Rubin has a different concern with the caucus process. His issue is that "there is no anonymity" in a process that requires caucusgoers to debate the merits of candidates before displaying their preferences by physically standing in different parts of their precincts designated for each candidate. Candidates with the most supporters win that precinct's delegates.
Primary elections allow voters to cast their ballots in private.
"In an election, one of the important factors is privacy of the vote," Rubin said. "A spouse shouldn't be able to coerce you into voting a certain way, for example. The Iowa caucus has a lot of problems in terms of voter privacy."
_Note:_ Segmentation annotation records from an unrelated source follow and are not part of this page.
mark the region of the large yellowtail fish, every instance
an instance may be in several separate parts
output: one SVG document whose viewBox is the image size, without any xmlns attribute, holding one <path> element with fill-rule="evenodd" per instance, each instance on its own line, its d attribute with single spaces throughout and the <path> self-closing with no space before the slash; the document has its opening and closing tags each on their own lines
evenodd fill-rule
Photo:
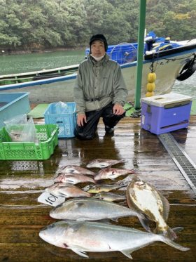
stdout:
<svg viewBox="0 0 196 262">
<path fill-rule="evenodd" d="M 118 218 L 126 216 L 137 216 L 140 221 L 144 219 L 144 215 L 135 210 L 95 198 L 75 198 L 65 201 L 52 209 L 50 216 L 56 219 L 86 221 L 102 219 L 116 221 Z M 144 223 L 142 225 L 145 228 Z"/>
<path fill-rule="evenodd" d="M 96 222 L 59 221 L 42 229 L 39 236 L 48 243 L 71 249 L 85 258 L 88 257 L 86 252 L 119 251 L 132 258 L 134 251 L 158 241 L 181 251 L 190 249 L 162 235 Z"/>
<path fill-rule="evenodd" d="M 135 176 L 127 186 L 126 195 L 130 208 L 145 214 L 150 221 L 156 223 L 155 232 L 162 233 L 171 239 L 176 238 L 176 233 L 166 223 L 169 203 L 160 192 Z"/>
<path fill-rule="evenodd" d="M 91 194 L 82 190 L 76 185 L 66 184 L 64 183 L 57 183 L 45 189 L 45 191 L 52 194 L 57 197 L 90 197 Z"/>
</svg>

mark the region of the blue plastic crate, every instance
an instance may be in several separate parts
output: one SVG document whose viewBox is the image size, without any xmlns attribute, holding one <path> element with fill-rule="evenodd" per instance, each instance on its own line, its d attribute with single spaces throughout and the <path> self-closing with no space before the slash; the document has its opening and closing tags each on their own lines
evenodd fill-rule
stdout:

As a result of problems in the 2016 presidential caucuses, the Democratic National Committee encouraged states to move to government-run primary elections. State-run primaries, as opposed to party-run primaries, allow for more participation because the state provides more polling locations and professional election officials, according to a report from the National Conference of State Legislatures.
Eleven states that held caucuses in 2016 are holding primaries this year. Seven of those states shifted to state-run primaries while four are using party-run primaries.
Only three states—Nevada and Wyoming, in addition to Iowa—and three U.S. territories—the U.S. Virgin Islands, Guam, and American Samoa—use caucuses to select presidential nominees.
For Democrats, Iowa has had a strong record of picking the party's eventual nominee: Al Gore in 2000, John Kerry in 2004, Barack Obama in 2008, and Hillary Clinton in 2016, according to historical data maintained by the Des Moines Register.
The same isn't true in the case of Republican candidates: Mitt Romney lost the state in 2012 and Donald Trump narrowly lost four years later.
The chairman of the Iowa Democratic Party dismissed calls to scrap the caucus, telling The Wall Street Journal that the same criticism surfaces in every presidential election cycle.
Schlozman said there is one silver lining to the caucus process.
"The argument in favor of caucuses is that they are a more authentic form of democratic participation than just casting a vote in a primary," he said. "The counter is that not everybody—folks who have to work at caucus time, folks who can't leave the house for hours at a time—has a chance to participate, and that milling around in a high school gym isn't really meaningful citizenship, after all."